PLAIN TEXT the language of *NIX

Let’s face it, one of the main task of the IT administrator could possibly be text processing.

Why? Because text is everywhere, computer systems speak text in three different languages STDOUT, STDERR and STDIN.

We need to develop our skills to create log files miners, to adapt the ugly output of a program to meet our needs, etc…

Fortunately *nix offer may options to get our goals, so we have to try many tools until we find the one we get comfortable with.

Usually there’s nothing wrong with that, nowadays, most times, the power of the machines allow us to use the tool we want focusing on the results.

But… what happens when we have to process a 4 GBs file, or many files on production systems ?

Let’s illustrate this with an example.

You can use this shell script to create the sample text file:

$ i=1
$ while (( i<=10000000 )); do echo "Line: $i"; (( i += 1 )); done>dummy.txt

NOTE: the weight of the should be around 130 MB.

Now we have a 10 million lines flat text file.

Our task is simple, extract the line number 5000000

Let’s bench a bunch of common ways:

$ time -p sed -n '5000000p' dummy.txt
Line: 5000000
real 1.12
user 1.06
sys 0.06
$ time -p awk 'NR==5000000{print;exit}' dummy.txt
Line: 5000000
real 1.09
user 1.05
sys 0.03
$ time -p perl -ne '$. == 5000000 && {print and exit}' dummy.txt
Line: 5000000
real 1.78
user 1.73
sys 0.04
$ time -p head -5000000 dummy.txt >dummy.txt.2
real 0.28
user 0.07
sys 0.20

$ time -p tail -1 dummy.txt.2
Line: 5000000
real 0.00
user 0.00
sys 0.00
$ time -p (head -5000000 dummy.txt |tail -1)
Line: 5000000
real 0.16
user 0.21
sys 0.10

The processing times are quite similar, but if you don’t use the right logic …
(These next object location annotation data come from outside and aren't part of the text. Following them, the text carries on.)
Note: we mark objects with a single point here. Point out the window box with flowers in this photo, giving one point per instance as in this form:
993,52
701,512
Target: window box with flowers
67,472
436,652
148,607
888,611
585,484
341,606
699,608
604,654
$ time -p perl -ne '$. == 5000000 && print' dummy.txt
Line: 5000000
real 3.54
user 3.48
sys 0.06
$ time -p awk 'NR==5000000' dummy.txt
Line: 5000000
real 2.19
user 2.14
sys 0.05

We get a double time here! (no exit after found the line)

Conclusion: Don’t care too much about the tool, care about your programming skills or be ready to waste precious computing time.